CHICAGO -- Former death row inmate Aaron Patterson was arrested Thursday amid a federal investigation into illegal gun and drug sales, his third arrest since being pardoned last year, authorities said.
Patterson was arrested during a traffic stop, said U.S. attorney spokesman Randall Samborn. Samborn said a criminal complaint was expected to be filed today.
Also arrested were Mark Mannie, 36, and Isaiah Kitchen, 55, both of unknown addresses.
According to the U.S. attorney's office, Patterson and Kitchen tried to sell more than 100 grams of heroin to a government informant on four occasions since March.
Patterson and Mannie are both suspected of being felons in possession of a firearm. Federal authorities said the two men bought four firearms during the sting. Patterson is also suspected of distributing 5 1/2 pounds of marijuana to the informant, federal authorities said.
The arrests came after a five-month undercover investigation.
All three men were arrested at separate locations Thursday and will remain in custody overnight, Samborn said. They each are expected to appear in court this morning, once formal charges have been filed. Kitchen's appearance was pending his release from a hospital where he was taken after his arrest.

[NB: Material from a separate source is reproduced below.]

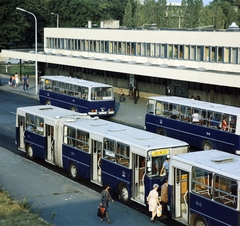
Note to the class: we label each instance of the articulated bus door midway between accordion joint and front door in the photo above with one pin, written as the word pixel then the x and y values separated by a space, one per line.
pixel 96 161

Messages left for attorneys representing Patterson in an unrelated lawsuit were not immediately returned Thursday night. It was not immediately known if the other two men have attorneys.
Patterson, a former gang member, served 17 years in prison before he became one of four men pardoned in January 2003 by former Gov. George Ryan when the governor cleared death row just before leaving office. A lawsuit is pending on Patterson's behalf claiming investigators tortured him into a false confession.
Patterson had already been arrested twice since his release.
In January, while he was making a failed run for the Legislature, Patterson was charged with misdemeanor counts of simple assault and impersonating a government official.
Authorities said he was urging people to register to vote outside an outreach center and refused to leave when the group's pastor asked him to. Officers said Patterson was also shouting that he was a state official, which he was not.
In May, Patterson was charged with reckless conduct, a misdemeanor, after he "started a disturbance" during a candlelight vigil outside a police station where an inmate advocate died while in custody.
In that incident, police said Patterson was shouting obscenities and pounding on windows at the police station. Patterson claimed he was trying to help another demonstrator locate some lost keys when an officer yelled at him.